Ofcom has warned ITV that relying on a “combative dynamic” between presenters, such as Piers Morgan and Susanna Reid on Good Morning Britain, can prove risky in complying with the Broadcasting Code.
The warning came as the regulator published its response to more than 1,600 complaints into Morgan’s mimicry of the Chinese language using a “racist trope” during the programme on 21 January.
Morgan and Reid presented an item about the Queen’s grandson Peter Phillips starring in a TV advert for Chinese state milk.
During the discussion, Morgan referred to it as “yeng yeng dong dong yong ming ming milk” and “ching chang chong milk”.
In response, Reid told him repeatedly that “you can’t” say that, adding that “taking the mickey out of foreign languages is rather 1970”.
She added: “Piers, do you not realise the kind of woke times we’re living in?”
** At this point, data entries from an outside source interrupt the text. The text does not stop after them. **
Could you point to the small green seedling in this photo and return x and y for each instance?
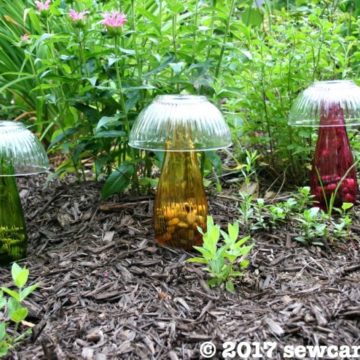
(225, 262)
(12, 312)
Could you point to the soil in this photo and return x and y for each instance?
(108, 292)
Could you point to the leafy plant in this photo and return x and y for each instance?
(317, 226)
(12, 310)
(223, 262)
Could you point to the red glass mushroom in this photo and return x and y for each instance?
(331, 106)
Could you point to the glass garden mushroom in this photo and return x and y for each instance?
(180, 125)
(21, 153)
(331, 106)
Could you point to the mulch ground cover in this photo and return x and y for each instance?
(108, 292)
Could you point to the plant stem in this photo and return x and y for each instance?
(232, 6)
(119, 85)
(195, 30)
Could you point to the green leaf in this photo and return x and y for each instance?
(110, 134)
(245, 263)
(19, 315)
(4, 348)
(252, 17)
(2, 330)
(230, 287)
(107, 122)
(197, 260)
(14, 295)
(346, 206)
(19, 275)
(13, 305)
(119, 180)
(2, 300)
(27, 291)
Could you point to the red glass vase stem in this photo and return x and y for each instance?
(333, 164)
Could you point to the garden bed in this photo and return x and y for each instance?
(107, 292)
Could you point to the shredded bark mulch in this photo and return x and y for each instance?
(108, 292)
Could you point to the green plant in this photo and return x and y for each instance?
(342, 227)
(223, 262)
(13, 310)
(313, 226)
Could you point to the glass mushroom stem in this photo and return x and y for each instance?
(180, 203)
(333, 165)
(13, 238)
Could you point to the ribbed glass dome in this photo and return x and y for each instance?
(180, 123)
(316, 105)
(21, 150)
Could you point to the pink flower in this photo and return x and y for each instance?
(77, 16)
(25, 38)
(43, 6)
(114, 21)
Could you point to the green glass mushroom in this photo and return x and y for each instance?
(21, 154)
(180, 126)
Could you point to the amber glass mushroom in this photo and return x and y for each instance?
(331, 106)
(180, 125)
(21, 153)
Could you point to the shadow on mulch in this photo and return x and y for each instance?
(107, 292)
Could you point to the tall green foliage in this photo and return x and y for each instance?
(83, 88)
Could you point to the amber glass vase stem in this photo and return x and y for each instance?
(180, 203)
(13, 238)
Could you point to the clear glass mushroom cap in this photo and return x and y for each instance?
(316, 106)
(21, 153)
(180, 123)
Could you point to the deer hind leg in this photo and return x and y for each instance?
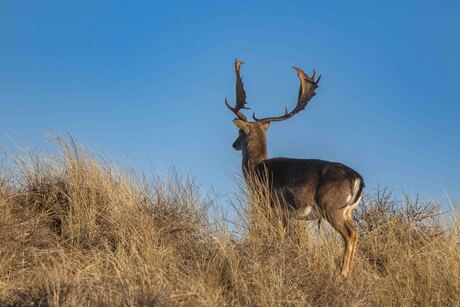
(349, 235)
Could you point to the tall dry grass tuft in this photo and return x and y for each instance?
(78, 231)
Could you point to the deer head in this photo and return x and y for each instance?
(252, 134)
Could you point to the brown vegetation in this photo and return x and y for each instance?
(75, 231)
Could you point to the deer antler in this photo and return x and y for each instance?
(240, 94)
(307, 89)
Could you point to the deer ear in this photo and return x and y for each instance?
(240, 124)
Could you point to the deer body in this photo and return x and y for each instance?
(311, 189)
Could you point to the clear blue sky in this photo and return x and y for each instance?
(144, 82)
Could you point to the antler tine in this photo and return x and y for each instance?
(240, 94)
(307, 89)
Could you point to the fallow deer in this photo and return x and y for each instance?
(311, 189)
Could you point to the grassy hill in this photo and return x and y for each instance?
(78, 231)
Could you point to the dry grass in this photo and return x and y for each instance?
(75, 231)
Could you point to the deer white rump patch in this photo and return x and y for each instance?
(349, 209)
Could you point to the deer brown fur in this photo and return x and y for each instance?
(311, 189)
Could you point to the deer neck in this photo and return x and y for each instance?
(254, 152)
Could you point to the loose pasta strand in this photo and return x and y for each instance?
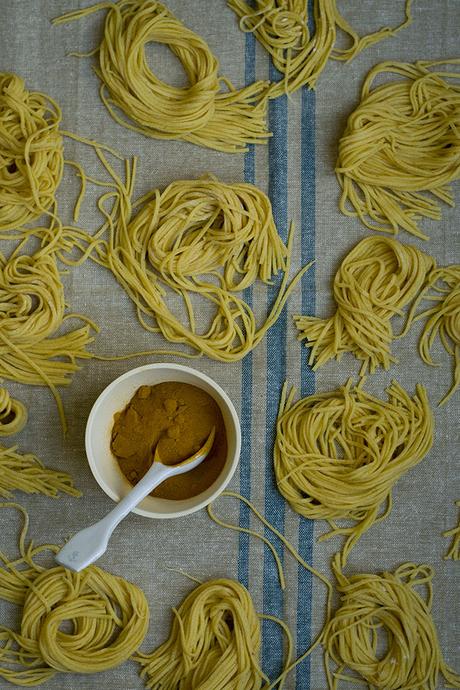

Morgan insisted he had been “trying to mimic the wording of that advertisement” and to mock Phillips rather than the Chinese people.
ITV issued an apology a month later, saying it “regrets any offence Piers’ comments may unintentionally have caused”.
Ofcom has now published its response to the incident as it decided not to pursue a full investigation.
It said Reid’s interventions “gave some challenge to Piers Morgan’s mimicry of the Chinese language and provided some mitigation to the potential offence”, and praised her attempt to point out that some viewers may have found his words offensive.
But the regulator went on to issue a warning over GMB’s presenting style.
“We remind ITV that there are compliance risks in relying on a ‘combative dynamic’ between presenters as a way to provide challenge and context for the broadcast of content which may cause offence,” Ofcom said.
“This approach can provide significant context, as in this case.
“However, depending on the particular circumstances, this may not always provide sufficient context to comply with the code.”
Ofcom welcomed the fact that ITV had issued an apology and discussed the complaints with Morgan to reduce the likelihood of a similar incident happening again.
Concluding that the programme did not warrant further investigation, the regulator said: “This was a finely balanced decision in which Ofcom had to take careful account of the right to freedom of expression, and the degree to which these comments had the potential to cause offence, particularly to viewers of Chinese heritage.”